Ces documents avaient été dérobés, selon l’enquête menée par le procureur spécial Robert Mueller, lors d’un piratage mené au printemps par les services de renseignement russes. Lors de la campagne, Julian Assange n’a rien fait pour dissiper le soupçon insistant de la collusion, en n’ayant pas de mots assez durs contre Hillary Clinton et en multipliant les appels du pied vers Donald Trump, lorsqu’il ne communiquait pas directement avec certains des lieutenants de ce dernier. Le candidat républicain le lui rendait bien : sur le chemin de la campagne, il a célébré WikiLeaks à de multiples reprises.
Mais cette embellie dans les relations entre WikiLeaks et les Etats-Unis n’a pas duré. En 2017, le nouveau chef de la CIA, Mike Pompeo, décrit la plate-forme comme « un service de renseignement non étatique hostile ». Peu de temps après, le ministre américain de la justice, Jeff Sessions, décrit l’arrestation de Julian Assange comme une « priorité ».
« Un dangereux précédent »
Julian Assange a toujours affirmé que Washington en avait après son travail – qu’il présente depuis le début comme journalistique – et présentait la perspective d’une inculpation comme une menace directe contre la liberté de la presse.
De fait, de nombreux experts en droit américain de la presse ne voyaient pas comment les autorités pouvaient le poursuivre pour ses publications de 2010 et de 2016 en épargnant les médias qui s’en étaient fait l’écho.

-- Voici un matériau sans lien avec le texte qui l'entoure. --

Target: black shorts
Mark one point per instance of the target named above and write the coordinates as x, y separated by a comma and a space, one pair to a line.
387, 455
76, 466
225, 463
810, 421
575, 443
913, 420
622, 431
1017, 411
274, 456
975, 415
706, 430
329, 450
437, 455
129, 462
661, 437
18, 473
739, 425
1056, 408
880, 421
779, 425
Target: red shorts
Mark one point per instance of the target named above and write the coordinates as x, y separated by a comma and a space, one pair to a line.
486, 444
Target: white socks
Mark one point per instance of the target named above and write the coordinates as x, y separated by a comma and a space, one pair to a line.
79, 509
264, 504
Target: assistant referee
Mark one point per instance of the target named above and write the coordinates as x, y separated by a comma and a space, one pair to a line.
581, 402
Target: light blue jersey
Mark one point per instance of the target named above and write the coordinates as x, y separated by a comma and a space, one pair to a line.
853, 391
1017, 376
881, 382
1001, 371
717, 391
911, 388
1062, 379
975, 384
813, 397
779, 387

En choisissant d’attaquer Julian Assange pour une relativement modeste accusation de piratage, de surcroît totalement étrangère à l’élection américaine de 2016, les autorités américaines compliquent la stratégie de défense de WikiLeaks. L’Australien a d’ores et déjà annoncé qu’il allait « contester et combattre » cette demande d’extradition. Barry Pollack, son avocat américain, a tout de même dépeint la demande américaine comme « un effort sans précédent pour extrader un journaliste accusé de publier des informations véridiques ».
« Viser Assange en raison de la fourniture d’informations d’intérêt public à des journalistes constituerait un dangereux précédent », a averti le secrétaire général de Reporters sans frontières, Christophe Deloire. Enfin, un dernier élément pourrait compliquer encore l’équation qui s’offre à l’équipe de Julian Assange : l’avocate de l’une de ses victimes présumées a demandé au parquet suédois de rouvrir l’enquête pour viol qui le vise.